A scheme for a more complicated decay is that of caesium-137:
This isotope can decay through through two beta-minus processes. In one which occurs in 5% of disintegrations a beta-minus particle is emitted with an energy of 1.17 MeV to produce barium-137. In the second which occurs more frequently (in the remaining 95% of disintegrations) a beta-minus particle of energy 0.51 MeV is emitted to produce barium-137m - in other words a barium-137 nucleus in a metastable state. The barium-137m then decays via isomeric transition with the emission of a gamma-ray of energy 0.662 MeV.
The general method used for decay schemes is illustrated in the diagram below:
The energy is plotted on the vertical axis and atomic number on the horizontal axis - although these axes are rarely displayed in actual schemes. The isotope from which the scheme originates is displayed at the top - X in the case above. This isotope is referred to as the parent. The parent looses energy when it decays and hence the products of the decay referred to as daughters are plotted at a lower energy level.

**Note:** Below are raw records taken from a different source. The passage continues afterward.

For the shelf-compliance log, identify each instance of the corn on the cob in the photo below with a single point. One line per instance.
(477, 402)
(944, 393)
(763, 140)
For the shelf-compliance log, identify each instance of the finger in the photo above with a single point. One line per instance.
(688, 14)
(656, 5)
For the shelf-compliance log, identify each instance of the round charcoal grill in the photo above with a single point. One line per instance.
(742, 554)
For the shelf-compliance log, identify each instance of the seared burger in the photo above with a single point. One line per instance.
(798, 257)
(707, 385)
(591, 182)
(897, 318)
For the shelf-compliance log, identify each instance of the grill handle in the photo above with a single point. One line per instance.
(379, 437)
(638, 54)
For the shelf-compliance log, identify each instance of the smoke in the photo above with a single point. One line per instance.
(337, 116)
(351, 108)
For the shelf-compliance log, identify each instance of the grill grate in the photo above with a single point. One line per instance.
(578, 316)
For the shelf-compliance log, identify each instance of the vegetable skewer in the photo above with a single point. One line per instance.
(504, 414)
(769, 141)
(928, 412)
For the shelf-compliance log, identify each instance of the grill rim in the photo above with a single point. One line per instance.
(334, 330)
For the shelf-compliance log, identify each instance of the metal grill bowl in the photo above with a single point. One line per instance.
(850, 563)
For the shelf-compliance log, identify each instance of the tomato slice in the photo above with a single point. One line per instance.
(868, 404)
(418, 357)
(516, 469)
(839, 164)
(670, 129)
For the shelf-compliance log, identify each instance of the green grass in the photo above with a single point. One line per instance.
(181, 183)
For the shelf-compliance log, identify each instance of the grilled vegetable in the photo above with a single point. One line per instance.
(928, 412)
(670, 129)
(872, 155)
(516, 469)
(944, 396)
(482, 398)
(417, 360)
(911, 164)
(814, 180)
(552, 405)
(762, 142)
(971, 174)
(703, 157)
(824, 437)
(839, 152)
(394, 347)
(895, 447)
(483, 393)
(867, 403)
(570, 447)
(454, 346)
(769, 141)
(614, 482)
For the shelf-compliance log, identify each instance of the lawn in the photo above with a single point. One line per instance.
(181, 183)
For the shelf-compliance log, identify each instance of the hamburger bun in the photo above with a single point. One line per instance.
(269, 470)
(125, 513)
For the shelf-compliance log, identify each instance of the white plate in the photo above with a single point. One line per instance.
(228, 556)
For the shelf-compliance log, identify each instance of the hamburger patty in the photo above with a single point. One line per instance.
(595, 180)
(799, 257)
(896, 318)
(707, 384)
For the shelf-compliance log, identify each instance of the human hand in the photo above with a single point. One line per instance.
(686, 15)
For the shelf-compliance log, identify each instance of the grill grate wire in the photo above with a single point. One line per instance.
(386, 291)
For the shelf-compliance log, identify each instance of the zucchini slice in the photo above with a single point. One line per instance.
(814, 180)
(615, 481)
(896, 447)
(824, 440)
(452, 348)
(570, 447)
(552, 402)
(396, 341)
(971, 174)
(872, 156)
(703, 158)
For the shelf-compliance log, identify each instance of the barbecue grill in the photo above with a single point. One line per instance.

The diagram illustrates the situation for common forms of radioactive decay. Alpha-decay is illustrated on the left where the mass number is reduced by 4 and the atomic number is reduced by 2 to produce daughter A. To its right the scheme for beta-plus decay is shown to produce daughter B. The situation for beta-minus decay followed by gamma-decay is shown on the right side of the diagram where daughters C and D respectively are produced.